AME Bishops Decry Trump Ad Linking Church to Violence and Implying Worshipers are “Thugs”

Screenshot from "Meet Joe Biden's Supporters" ad

By Cynthia Yeldell Anderson

The Council of Bishops of the African Methodist Episcopal (AME) Church issued a statement Monday denouncing a Trump campaign ad linking an AME Church to violence and implying that those who gathered there are “thugs.”

The ad “Meet Joe Biden’s Supporters” ends with footage of former Vice President Joe Biden kneeling before the altar in Bethel AME Church in Wilmington, Delaware, in front of several Black clergy and community leaders. A moment later, “Stop Joe Biden and his rioters” appears across the screen as Mike Pence declares, “You won’t be safe in Joe Biden’s America.”

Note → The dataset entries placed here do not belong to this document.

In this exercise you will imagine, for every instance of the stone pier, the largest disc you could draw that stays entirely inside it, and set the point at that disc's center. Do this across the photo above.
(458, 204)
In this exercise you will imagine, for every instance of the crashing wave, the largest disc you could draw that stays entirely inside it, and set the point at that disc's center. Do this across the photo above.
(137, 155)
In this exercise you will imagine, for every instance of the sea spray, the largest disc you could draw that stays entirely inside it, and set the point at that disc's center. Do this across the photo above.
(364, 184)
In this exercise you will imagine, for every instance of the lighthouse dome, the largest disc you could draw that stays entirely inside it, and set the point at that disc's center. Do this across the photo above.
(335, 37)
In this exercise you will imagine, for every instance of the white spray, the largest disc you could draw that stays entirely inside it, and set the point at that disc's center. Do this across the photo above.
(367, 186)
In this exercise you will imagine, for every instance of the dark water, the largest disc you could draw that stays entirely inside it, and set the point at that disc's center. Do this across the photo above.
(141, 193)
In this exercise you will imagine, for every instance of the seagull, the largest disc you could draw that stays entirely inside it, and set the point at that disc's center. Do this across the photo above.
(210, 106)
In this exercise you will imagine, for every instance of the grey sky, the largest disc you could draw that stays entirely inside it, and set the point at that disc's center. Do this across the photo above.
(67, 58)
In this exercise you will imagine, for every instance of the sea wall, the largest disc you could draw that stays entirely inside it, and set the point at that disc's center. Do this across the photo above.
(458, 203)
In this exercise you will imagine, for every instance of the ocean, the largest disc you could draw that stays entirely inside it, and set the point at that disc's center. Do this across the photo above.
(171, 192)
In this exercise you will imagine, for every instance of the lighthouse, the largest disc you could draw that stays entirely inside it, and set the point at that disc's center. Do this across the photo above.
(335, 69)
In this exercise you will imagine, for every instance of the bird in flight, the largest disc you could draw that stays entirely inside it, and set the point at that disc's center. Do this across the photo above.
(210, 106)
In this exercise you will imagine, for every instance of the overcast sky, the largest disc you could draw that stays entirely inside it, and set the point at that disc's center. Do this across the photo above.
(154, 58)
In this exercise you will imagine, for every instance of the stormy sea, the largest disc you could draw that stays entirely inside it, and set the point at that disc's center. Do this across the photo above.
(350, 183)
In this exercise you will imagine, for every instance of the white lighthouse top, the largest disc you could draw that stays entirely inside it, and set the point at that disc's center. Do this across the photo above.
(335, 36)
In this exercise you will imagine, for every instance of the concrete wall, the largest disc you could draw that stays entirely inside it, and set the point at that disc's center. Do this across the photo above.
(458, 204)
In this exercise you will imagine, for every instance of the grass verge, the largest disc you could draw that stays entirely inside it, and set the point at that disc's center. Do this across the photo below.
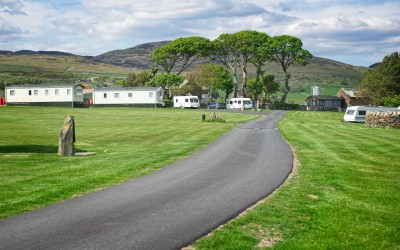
(344, 194)
(127, 142)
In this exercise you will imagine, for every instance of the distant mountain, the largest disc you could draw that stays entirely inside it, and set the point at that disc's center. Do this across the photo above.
(374, 65)
(138, 57)
(30, 52)
(319, 71)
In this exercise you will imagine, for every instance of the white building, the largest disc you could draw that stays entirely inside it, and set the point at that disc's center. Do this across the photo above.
(69, 95)
(133, 96)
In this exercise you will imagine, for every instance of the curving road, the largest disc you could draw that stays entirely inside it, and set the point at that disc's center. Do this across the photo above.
(167, 209)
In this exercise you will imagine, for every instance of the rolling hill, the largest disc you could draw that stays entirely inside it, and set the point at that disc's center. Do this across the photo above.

Church Bishops say the ad subtly incites white terrorism against people of color and attacks the Black Church and Black people for “refusing to bow down to the idol called white supremacy.”

The AME Church is the same domination that includes Mother Emanuel AME Church in Charleston, S.C., where in 2015 a white supremacist shot and killed nine worshipers gathered for Bible study.

“The AME Church, Black Churches, and the church of Jesus and Justice have been under attack because we stand and fight for the freedom, justice, and equality for all of God’s children,” according to the statement from AME the Council of Bishops. “We are deeply concerned about this 21st Century atmosphere of white rage and terror. Even now, the FBI is investigating vandalism against multiple AME Churches, and we continue to cope with the tragedy at Mother Emanuel in Charleston, S.C.”

In the statement, church leaders ask for:

  • An immediate apology to Bethel AME Church, Wilmington Delaware, and its Pastor, Dr. Silvester Beaman.
  • The removal of the ad from all networks.
  • Federal protection for Bethel AME Church, the people, staff, and community that uses the building daily.
  • An investigation by the Dept. of Justice and/or Homeland Security regarding the legality of the Trump campaign’s misrepresentation and photoshopping images, as well as analysis of the tone of the rhetoric as the language that might incite violence, and encourage racial tensions that lead to placing people of color in harm’s way.

“We are apprehensive that the history of burning and bombing Black churches is being stirred up by a political party that has lost its moral bearings,” according to the statement.  “We are deeply concerned that the white supremacist lynchings, murders, and assassinations of Black men and women, boys and girls in the past, is the plan for the present and future.”